Legacy of Stupidity
From the Economist's review of Legacy of Ashes:
The 1947 act that set up the agency gave it two tasks: briefing the president with intelligence and conducting secret operations for him abroad. In Mr Weiner's view the CIA was lamentable at both—and most presidents must take a share of the blame.
The CIA failed to warn the White House of the first Soviet atom bomb (1949), the Chinese invasion of South Korea (1950), anti-Soviet risings in East Germany (1953) and Hungary (1956), the dispatch of Soviet missiles to Cuba (1962), the Arab-Israeli war of 1967 and Saddam Hussein's invasion of Kuwait in 1990. It overplayed Soviet military capacities in the 1950s, then underplayed them before overplaying them again in the 1970s.

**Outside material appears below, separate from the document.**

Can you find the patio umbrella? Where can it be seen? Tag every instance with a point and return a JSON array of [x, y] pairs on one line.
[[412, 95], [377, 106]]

The record of covert action is little better. In Japan, France and Italy the CIA sought to protect democracy by buying elections. It sponsored coups in Guatemala, Iran, Syria and Iraq, where a Baath Party leader boasted in 1963, “We came to power on an American train.” When an invasion of Cuba masterminded by the agency failed, it plotted to kill Fidel Castro. In ascending order of bloodshed, it took a hand in military coups in South Vietnam, Chile and Indonesia.
One reckons many another tale of woe figures into Weiner's assessment, but this is a really nice synopsis of key debacles. We might throw the SOA in there for good measure.
We're not talking just operational ineptitude. We're talking about seriously stupid decision-making. Stupid and, in many cases, evil.Was such skulduggery worth it? Did the extra security for the United States outweigh the immediate human cost, the frequently perverse geopolitical consequences and the moral damage to American ideals? Doubters repeatedly warned presidents that on balance the CIA's foreign buccaneering did more harm than good. Mr Weiner has dug out devastating official assessments of covert operations from the 60 years he covers suggesting that many were not worth it. The sceptics were not peaceniks or bleeding hearts but hard-headed advisers at high levels of government.
What we really need is a good intelligence organization. Why is that so hard?